Ultimamente, de vez em quando Clara pega uma caneta e papel para fazer operações de adição, lúdica e espontaneamente. Seu colégio conseguiu a raridade de fazer uma criança de 6 anos gostar de matemática – e/ou ela herdou tal gosto de mim Seja como for, tenho orgulho desse comportamento.
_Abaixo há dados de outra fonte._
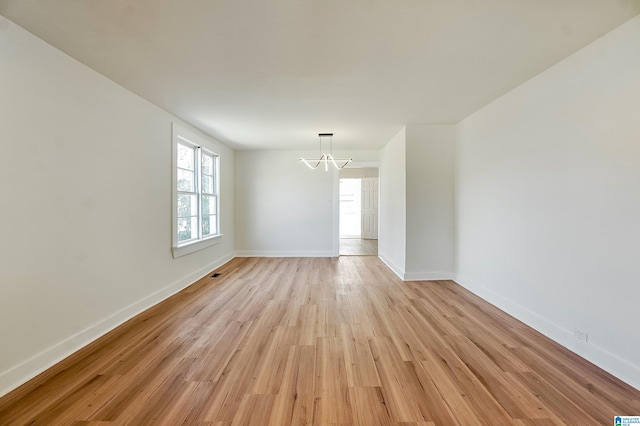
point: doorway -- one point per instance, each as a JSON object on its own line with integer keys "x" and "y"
{"x": 358, "y": 212}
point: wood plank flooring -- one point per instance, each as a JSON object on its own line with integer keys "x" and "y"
{"x": 316, "y": 341}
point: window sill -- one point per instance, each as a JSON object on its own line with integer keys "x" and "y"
{"x": 195, "y": 246}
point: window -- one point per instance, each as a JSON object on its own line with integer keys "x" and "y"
{"x": 196, "y": 202}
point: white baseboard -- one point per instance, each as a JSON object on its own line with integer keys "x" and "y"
{"x": 252, "y": 253}
{"x": 620, "y": 368}
{"x": 398, "y": 271}
{"x": 428, "y": 276}
{"x": 26, "y": 370}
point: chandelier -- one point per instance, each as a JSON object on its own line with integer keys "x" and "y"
{"x": 326, "y": 158}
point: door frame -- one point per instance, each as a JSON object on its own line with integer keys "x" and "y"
{"x": 336, "y": 200}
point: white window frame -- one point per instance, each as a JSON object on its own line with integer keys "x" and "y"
{"x": 183, "y": 136}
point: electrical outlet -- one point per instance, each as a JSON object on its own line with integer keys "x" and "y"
{"x": 581, "y": 335}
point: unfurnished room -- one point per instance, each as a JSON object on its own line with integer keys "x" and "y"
{"x": 313, "y": 212}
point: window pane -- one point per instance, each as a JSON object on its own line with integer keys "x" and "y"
{"x": 207, "y": 164}
{"x": 187, "y": 205}
{"x": 209, "y": 225}
{"x": 185, "y": 157}
{"x": 187, "y": 228}
{"x": 186, "y": 181}
{"x": 207, "y": 184}
{"x": 206, "y": 205}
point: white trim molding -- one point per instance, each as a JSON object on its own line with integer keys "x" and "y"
{"x": 30, "y": 368}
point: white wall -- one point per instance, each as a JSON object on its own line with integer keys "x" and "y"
{"x": 392, "y": 223}
{"x": 548, "y": 201}
{"x": 282, "y": 207}
{"x": 430, "y": 207}
{"x": 85, "y": 178}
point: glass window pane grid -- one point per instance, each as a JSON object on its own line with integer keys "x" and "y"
{"x": 204, "y": 187}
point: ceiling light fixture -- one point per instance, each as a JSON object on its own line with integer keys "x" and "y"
{"x": 326, "y": 158}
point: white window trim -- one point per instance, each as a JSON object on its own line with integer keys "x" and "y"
{"x": 184, "y": 134}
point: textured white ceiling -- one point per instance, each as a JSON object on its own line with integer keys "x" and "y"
{"x": 271, "y": 74}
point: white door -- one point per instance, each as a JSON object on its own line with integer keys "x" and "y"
{"x": 370, "y": 208}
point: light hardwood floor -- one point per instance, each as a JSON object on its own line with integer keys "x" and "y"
{"x": 321, "y": 341}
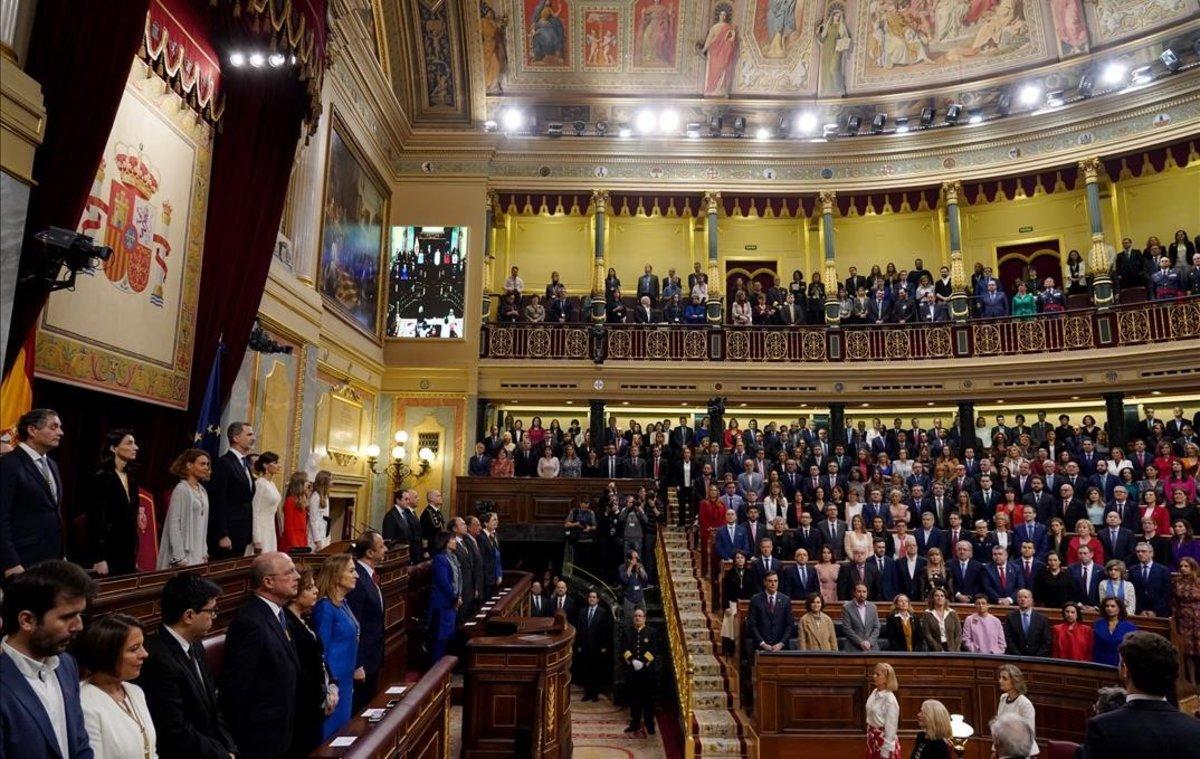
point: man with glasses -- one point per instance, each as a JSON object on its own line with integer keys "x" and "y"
{"x": 261, "y": 664}
{"x": 179, "y": 687}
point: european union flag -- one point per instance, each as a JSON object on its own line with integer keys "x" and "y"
{"x": 208, "y": 425}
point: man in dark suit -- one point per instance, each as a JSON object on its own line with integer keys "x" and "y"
{"x": 1117, "y": 541}
{"x": 261, "y": 665}
{"x": 366, "y": 602}
{"x": 401, "y": 525}
{"x": 1147, "y": 725}
{"x": 480, "y": 464}
{"x": 648, "y": 285}
{"x": 593, "y": 641}
{"x": 179, "y": 688}
{"x": 42, "y": 613}
{"x": 1026, "y": 632}
{"x": 769, "y": 622}
{"x": 231, "y": 491}
{"x": 31, "y": 495}
{"x": 1151, "y": 583}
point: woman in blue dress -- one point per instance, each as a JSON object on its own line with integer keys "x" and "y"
{"x": 1109, "y": 631}
{"x": 339, "y": 632}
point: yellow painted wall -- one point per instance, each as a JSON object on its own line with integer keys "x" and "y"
{"x": 1157, "y": 204}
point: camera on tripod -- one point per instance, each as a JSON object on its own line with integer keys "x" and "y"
{"x": 70, "y": 250}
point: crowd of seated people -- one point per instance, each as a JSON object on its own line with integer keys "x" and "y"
{"x": 1035, "y": 514}
{"x": 885, "y": 296}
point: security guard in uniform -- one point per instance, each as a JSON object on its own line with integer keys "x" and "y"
{"x": 640, "y": 652}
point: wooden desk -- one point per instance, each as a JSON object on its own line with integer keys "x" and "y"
{"x": 519, "y": 688}
{"x": 802, "y": 697}
{"x": 533, "y": 500}
{"x": 417, "y": 727}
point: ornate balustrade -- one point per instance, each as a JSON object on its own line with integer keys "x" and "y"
{"x": 1085, "y": 329}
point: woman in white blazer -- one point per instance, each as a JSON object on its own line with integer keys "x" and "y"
{"x": 114, "y": 710}
{"x": 185, "y": 531}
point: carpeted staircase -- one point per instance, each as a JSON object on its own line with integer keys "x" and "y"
{"x": 714, "y": 721}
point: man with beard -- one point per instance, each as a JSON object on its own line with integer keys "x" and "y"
{"x": 40, "y": 710}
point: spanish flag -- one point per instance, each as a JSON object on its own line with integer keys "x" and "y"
{"x": 17, "y": 392}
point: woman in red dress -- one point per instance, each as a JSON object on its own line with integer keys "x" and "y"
{"x": 295, "y": 513}
{"x": 1072, "y": 638}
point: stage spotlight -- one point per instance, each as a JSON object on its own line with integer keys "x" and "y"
{"x": 669, "y": 121}
{"x": 513, "y": 119}
{"x": 1115, "y": 72}
{"x": 807, "y": 123}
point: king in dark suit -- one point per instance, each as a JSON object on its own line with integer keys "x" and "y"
{"x": 231, "y": 492}
{"x": 30, "y": 494}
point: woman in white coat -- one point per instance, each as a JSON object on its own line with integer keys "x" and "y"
{"x": 185, "y": 531}
{"x": 265, "y": 506}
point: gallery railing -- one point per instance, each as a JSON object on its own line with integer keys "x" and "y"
{"x": 1143, "y": 323}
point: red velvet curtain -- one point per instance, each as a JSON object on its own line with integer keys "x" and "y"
{"x": 81, "y": 53}
{"x": 251, "y": 165}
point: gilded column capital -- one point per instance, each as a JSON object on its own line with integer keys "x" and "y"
{"x": 827, "y": 198}
{"x": 712, "y": 201}
{"x": 600, "y": 201}
{"x": 951, "y": 191}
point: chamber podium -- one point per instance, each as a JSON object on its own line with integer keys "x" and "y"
{"x": 517, "y": 689}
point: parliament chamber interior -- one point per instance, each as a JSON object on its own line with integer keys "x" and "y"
{"x": 391, "y": 378}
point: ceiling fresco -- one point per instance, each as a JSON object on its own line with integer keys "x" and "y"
{"x": 789, "y": 48}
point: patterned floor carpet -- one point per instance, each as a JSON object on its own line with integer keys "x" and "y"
{"x": 597, "y": 730}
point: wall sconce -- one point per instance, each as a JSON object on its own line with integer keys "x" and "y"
{"x": 399, "y": 470}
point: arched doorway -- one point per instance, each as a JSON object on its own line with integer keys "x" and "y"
{"x": 1045, "y": 257}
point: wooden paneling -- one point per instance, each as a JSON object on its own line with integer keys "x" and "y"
{"x": 532, "y": 500}
{"x": 804, "y": 698}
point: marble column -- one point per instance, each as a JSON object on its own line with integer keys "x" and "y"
{"x": 833, "y": 306}
{"x": 489, "y": 254}
{"x": 1114, "y": 418}
{"x": 838, "y": 423}
{"x": 715, "y": 304}
{"x": 1098, "y": 256}
{"x": 960, "y": 303}
{"x": 966, "y": 426}
{"x": 599, "y": 297}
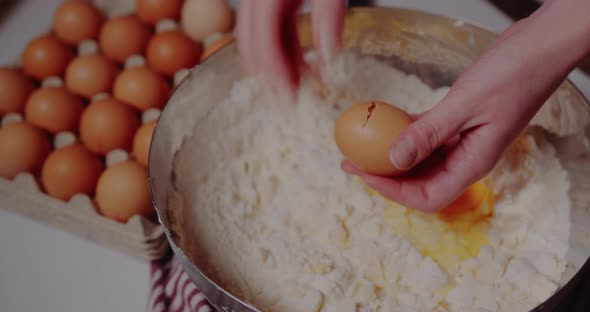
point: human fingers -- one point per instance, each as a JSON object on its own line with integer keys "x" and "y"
{"x": 429, "y": 131}
{"x": 267, "y": 43}
{"x": 439, "y": 179}
{"x": 328, "y": 25}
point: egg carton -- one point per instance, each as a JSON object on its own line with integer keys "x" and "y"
{"x": 140, "y": 237}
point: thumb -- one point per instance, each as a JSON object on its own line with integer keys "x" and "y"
{"x": 423, "y": 136}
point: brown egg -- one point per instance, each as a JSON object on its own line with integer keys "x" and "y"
{"x": 108, "y": 124}
{"x": 46, "y": 56}
{"x": 142, "y": 141}
{"x": 54, "y": 109}
{"x": 123, "y": 192}
{"x": 89, "y": 75}
{"x": 77, "y": 20}
{"x": 171, "y": 51}
{"x": 201, "y": 18}
{"x": 152, "y": 11}
{"x": 216, "y": 46}
{"x": 364, "y": 134}
{"x": 15, "y": 88}
{"x": 123, "y": 36}
{"x": 23, "y": 149}
{"x": 141, "y": 88}
{"x": 71, "y": 170}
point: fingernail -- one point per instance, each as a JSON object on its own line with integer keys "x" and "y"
{"x": 403, "y": 154}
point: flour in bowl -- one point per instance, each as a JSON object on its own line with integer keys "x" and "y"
{"x": 274, "y": 219}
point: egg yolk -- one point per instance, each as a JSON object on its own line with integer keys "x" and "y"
{"x": 450, "y": 237}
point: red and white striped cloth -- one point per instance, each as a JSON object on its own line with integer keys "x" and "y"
{"x": 172, "y": 290}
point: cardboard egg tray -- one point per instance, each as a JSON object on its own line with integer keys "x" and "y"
{"x": 139, "y": 238}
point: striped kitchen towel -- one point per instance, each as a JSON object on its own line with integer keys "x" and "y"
{"x": 172, "y": 290}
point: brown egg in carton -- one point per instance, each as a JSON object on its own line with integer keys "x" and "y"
{"x": 140, "y": 237}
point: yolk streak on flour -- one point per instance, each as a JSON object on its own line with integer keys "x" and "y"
{"x": 451, "y": 236}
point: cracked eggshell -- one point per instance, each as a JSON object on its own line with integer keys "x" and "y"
{"x": 364, "y": 134}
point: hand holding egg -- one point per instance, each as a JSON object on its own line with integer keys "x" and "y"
{"x": 364, "y": 134}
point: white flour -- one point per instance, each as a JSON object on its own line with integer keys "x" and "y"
{"x": 276, "y": 221}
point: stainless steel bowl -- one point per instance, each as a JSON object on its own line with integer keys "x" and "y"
{"x": 436, "y": 49}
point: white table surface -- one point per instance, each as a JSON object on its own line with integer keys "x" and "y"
{"x": 44, "y": 269}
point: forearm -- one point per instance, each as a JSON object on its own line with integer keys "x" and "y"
{"x": 527, "y": 63}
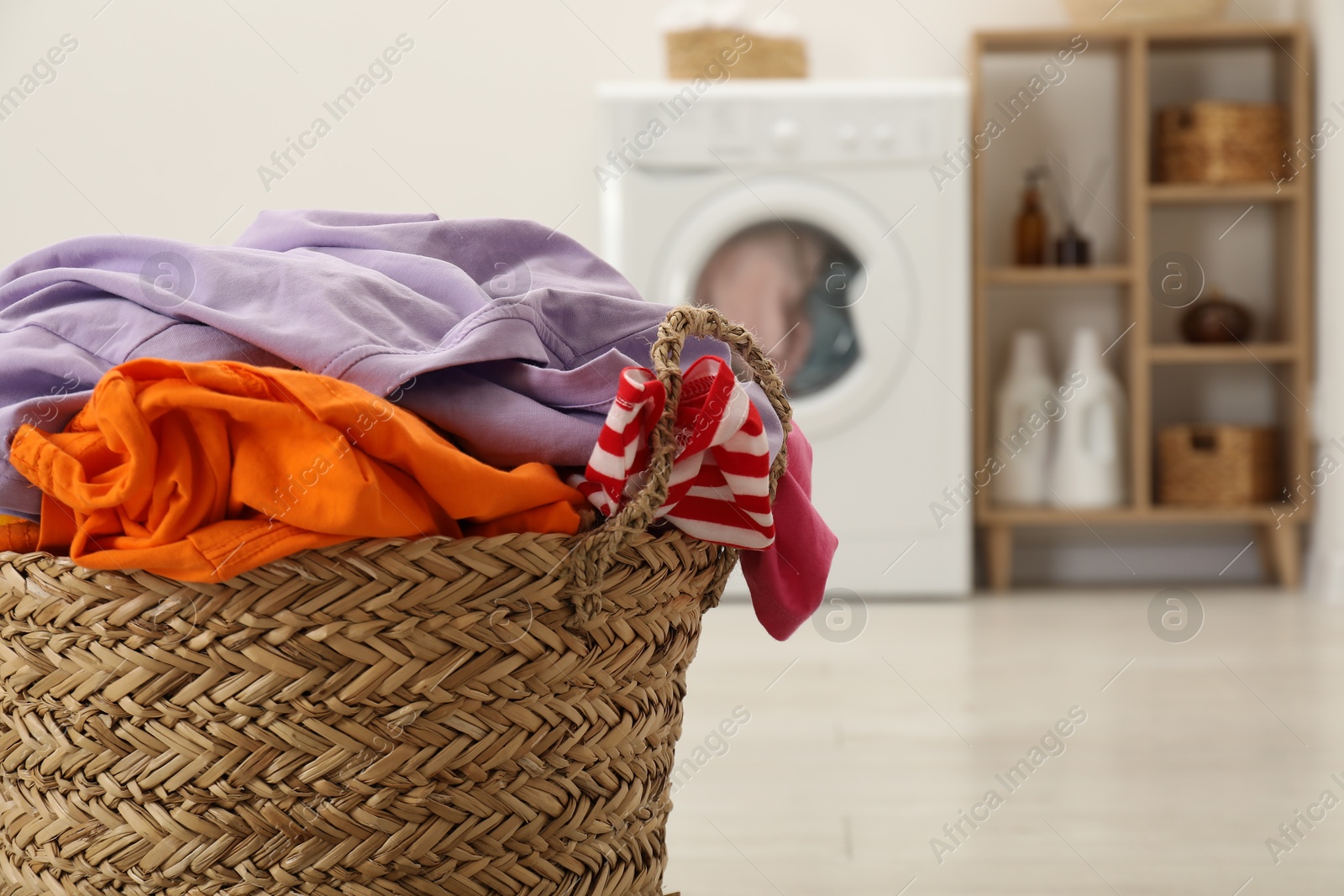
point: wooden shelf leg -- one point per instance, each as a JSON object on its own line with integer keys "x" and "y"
{"x": 999, "y": 557}
{"x": 1281, "y": 551}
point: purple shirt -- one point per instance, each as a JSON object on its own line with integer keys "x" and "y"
{"x": 506, "y": 335}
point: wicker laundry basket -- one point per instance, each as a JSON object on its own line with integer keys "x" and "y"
{"x": 434, "y": 718}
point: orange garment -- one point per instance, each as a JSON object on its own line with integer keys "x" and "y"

Na penúltima semana houve um dia em que, por causa do trabalho, Silvia ficou sem tempo de aprontar as meninas para irem ao colégio e, pela primeira vez, Clara o fez sozinha. No dia seguinte, depois de dar o uniforme da irmã de 11 anos – o que achei fantástico –, Clara estava para se vestir sozinha novamente quando Silvia chegou ao quarto e o fez por ela. Esse episódio poderia ficar sem ser notado entre a miríade do cotidiano, mas me deixou inconformado e, horas depois, enviei uma mensagem pelo WhatsApp pedindo para Silvia permitir, estimular a independência de Clara. Depois lembrei das milhares de vezes que meu pai disse algo semelhante à minha mãe a meu respeito: a curto prazo, o que ele falava pareceu cair no vazio mas, em décadas, seus conselhos penetraram profundamente em mim, embora eu ache que esta não goste muito do resultado Espero ter o mesmo sucesso com Clara. Meu empenho em desenvolver sua independência sendo eu mesmo física e economicamente dependente faz me sentir numa situação paradoxal.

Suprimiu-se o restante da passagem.